One limitation of this metric is that the use of NCI has been criticized for its potential biases and limitations, such as the inability to fully account for differences in research quality or the influence of non-citation-based impact measures. Therefore, we recommend using this metric in conjunction with other metrics in this document, such as software mentions and citations of the code repository, to obtain a more comprehensive assessment of the impact of Open Code practices on research output.

Measurement.

To measure this metric, the process begins with the identification of publications that have introduced Open Code. This is typically achieved by scrutinizing metadata within the code repositories and the publications, such as the repository’s unique identifiers or the DOI (Digital Object Identifier). Alternatively, explicit mentions of the code repository, such as GitHub or GitLab URLs, within the publication text can be extracted to verify their openness. This can be performed manually or using automated tools.

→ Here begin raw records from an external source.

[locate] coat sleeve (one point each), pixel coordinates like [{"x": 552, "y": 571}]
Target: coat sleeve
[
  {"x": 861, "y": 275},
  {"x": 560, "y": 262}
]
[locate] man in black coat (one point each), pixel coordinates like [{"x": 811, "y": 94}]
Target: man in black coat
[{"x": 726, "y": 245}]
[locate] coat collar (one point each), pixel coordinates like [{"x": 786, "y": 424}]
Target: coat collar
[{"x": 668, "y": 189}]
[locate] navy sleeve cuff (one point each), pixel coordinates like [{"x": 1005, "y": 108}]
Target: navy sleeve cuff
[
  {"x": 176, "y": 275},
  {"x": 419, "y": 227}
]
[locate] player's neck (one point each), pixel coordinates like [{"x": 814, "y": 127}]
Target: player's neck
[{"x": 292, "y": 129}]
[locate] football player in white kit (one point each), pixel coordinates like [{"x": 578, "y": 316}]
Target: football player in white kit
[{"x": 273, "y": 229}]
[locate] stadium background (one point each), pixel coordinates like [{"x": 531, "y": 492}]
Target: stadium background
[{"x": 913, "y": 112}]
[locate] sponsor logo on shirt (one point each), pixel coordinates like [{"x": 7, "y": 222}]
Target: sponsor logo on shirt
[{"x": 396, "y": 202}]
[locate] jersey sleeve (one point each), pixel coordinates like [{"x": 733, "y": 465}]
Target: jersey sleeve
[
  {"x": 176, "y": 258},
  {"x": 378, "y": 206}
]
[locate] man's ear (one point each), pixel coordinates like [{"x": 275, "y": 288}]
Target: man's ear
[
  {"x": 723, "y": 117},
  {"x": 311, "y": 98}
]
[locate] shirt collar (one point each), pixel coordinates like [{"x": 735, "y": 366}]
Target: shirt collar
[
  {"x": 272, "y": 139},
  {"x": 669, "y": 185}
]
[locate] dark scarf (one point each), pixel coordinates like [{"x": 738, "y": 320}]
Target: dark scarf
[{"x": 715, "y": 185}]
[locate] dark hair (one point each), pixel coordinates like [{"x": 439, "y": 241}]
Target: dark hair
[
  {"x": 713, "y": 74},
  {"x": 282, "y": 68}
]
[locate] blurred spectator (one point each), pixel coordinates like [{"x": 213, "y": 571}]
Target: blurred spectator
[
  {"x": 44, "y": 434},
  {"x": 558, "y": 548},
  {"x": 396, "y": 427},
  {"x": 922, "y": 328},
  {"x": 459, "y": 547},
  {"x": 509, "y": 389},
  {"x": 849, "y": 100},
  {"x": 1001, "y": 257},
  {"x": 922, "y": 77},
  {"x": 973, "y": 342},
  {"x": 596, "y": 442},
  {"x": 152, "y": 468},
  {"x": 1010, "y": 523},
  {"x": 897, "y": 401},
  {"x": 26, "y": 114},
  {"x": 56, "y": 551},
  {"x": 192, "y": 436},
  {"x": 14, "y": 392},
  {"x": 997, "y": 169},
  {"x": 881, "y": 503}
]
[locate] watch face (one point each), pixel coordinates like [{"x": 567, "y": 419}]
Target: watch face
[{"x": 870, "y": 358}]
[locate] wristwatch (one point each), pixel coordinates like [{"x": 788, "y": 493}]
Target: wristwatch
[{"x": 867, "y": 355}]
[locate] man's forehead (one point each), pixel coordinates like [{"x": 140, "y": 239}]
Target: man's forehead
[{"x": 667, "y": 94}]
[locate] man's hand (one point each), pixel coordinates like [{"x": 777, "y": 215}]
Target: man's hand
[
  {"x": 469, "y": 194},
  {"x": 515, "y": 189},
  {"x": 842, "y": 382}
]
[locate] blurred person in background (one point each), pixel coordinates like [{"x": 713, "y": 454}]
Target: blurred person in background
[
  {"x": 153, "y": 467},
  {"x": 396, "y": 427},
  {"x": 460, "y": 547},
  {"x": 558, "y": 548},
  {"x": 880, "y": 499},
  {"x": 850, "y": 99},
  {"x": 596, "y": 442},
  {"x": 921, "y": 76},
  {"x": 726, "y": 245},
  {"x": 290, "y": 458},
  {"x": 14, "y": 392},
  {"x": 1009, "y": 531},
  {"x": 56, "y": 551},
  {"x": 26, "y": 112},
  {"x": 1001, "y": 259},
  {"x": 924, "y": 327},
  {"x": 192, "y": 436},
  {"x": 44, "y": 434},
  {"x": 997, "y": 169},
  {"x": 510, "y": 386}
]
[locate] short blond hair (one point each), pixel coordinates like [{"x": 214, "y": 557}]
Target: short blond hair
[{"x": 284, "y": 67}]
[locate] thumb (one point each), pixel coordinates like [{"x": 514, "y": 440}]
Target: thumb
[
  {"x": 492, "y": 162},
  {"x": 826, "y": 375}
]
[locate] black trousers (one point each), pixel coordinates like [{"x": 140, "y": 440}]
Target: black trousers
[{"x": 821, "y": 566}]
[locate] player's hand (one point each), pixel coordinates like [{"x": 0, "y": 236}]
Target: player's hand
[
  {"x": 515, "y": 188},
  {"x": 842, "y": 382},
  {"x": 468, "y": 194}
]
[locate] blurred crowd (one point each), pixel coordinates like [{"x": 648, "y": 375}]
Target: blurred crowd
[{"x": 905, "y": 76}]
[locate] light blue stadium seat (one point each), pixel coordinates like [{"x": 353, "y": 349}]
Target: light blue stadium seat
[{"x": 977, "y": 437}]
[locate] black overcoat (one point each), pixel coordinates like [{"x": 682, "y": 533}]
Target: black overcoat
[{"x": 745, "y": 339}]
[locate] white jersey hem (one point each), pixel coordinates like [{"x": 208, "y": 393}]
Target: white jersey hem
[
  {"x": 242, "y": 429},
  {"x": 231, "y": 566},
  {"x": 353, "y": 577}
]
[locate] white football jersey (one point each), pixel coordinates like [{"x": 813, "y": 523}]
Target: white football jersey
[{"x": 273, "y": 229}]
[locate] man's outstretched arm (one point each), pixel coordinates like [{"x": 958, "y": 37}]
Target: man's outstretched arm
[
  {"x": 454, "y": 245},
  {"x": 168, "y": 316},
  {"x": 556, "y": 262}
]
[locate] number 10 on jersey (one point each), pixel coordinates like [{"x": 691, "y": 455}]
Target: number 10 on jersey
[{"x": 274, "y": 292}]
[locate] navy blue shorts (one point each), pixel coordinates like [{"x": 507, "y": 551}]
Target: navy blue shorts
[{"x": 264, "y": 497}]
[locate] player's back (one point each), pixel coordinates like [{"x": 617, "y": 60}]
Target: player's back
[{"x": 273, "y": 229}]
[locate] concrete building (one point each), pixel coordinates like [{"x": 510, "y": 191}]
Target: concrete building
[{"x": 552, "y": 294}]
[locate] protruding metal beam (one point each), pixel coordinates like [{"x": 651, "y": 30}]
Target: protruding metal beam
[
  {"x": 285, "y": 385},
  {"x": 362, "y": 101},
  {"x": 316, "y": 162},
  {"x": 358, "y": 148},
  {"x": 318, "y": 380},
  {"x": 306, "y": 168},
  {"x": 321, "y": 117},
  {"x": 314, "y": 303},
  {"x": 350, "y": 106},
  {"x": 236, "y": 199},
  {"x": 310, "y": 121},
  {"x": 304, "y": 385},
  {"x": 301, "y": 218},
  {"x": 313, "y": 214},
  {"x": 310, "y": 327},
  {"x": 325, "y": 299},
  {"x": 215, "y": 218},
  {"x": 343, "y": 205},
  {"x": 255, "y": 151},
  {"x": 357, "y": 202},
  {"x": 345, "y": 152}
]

Upon identification of the relevant publications, it is crucial to categorize them into their respective disciplines. The assignment of disciplines is typically based on the journal where the paper is published, the author’s academic department, or the thematic content of the paper. Several databases provide such categorizations, such as OpenAIRE, Scopus and Web of Science.

Finally, the NCI score for each publication is calculated. The NCI measures the citation impact of a publication relative to the average for similar publications in the same discipline, publication year, and document type. It is computed by dividing the total number of citations the publication receives by the average number of citations received by all similar publications.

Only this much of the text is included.